During the film's production, Orion Pictures' president John Hegeman said about the project in a statement:

“Descendant is a unique and terrifying addition to the horror genre and we are looking forward to working with Nicholas, Tripp and Taylor in bringing Jeff’s script to life."

In October 2018, McCarthy revealed that a scene had to be re-edited after it was found that it made a test audience scream so much that they missed the following dialogue.

The film includes an interview with another family who believed their child had memories of a previous life. That was actual footage of a real interview about James Leininger, whose parents believed his nightmares about plane crashes were caused by having had a previous life as a World War II pilot.

===Casting===
By June 2018, Jackson Robert Scott, Peter Mooney, Colm Feore and Brittany Allen were cast in the film.

===Filming===
Principal photography on the film began in March 2018 and wrapped in the same month in Toronto, Ontario, Canada.

===Music===
The dark orchestral score was composed by Joseph Bishara and released on vinyl in 2019 by Waxwork Records.

==Release==
The film was released in the United States on February 8, 2019, by Orion Pictures.

==Reception==
===Box office===
The Prodigy grossed $14.8 million in the United States and Canada, and $6.2 million in other territories, for a total worldwide gross of $21.1 million, against a production budget of $6 million.

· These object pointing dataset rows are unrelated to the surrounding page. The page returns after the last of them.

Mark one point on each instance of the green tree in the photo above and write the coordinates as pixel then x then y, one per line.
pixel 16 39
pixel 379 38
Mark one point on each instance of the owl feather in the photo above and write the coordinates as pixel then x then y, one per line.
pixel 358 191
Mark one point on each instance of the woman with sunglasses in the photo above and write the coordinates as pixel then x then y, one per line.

In the United States and Canada, The Prodigy was released on February 8, 2019, alongside The Lego Movie 2: The Second Part, Cold Pursuit and What Men Want, and was projected to gross $8–11 million from 2,530 theaters in its opening weekend. It made $2 million on its first day, including $350,000 from Thursday night previews. It went on to debut to $6 million, finishing sixth at the box office, although Deadline Hollywood noted given the film's $6 million production budget the studio was satisfied with the results and the film would likely net a profit.

===Critical response===
On review aggregator website Rotten Tomatoes, the film holds an approval rating of 44% based on reviews, with an average rating of . The website's critical consensus reads, "The Prodigy doesn't take the bad seed genre to any truly new places, but for horror fans in search of an evil child to fear, it might still be worth a watch." On Metacritic, the film has a weighted average score of 45 out of 100, based on 18 critics, indicating "mixed or average reviews". Audiences polled by CinemaScore gave the film an average grade of "C+" on an A+ to F scale, while those at PostTrak gave it a 64% overall positive score and a 44% "definite recommend".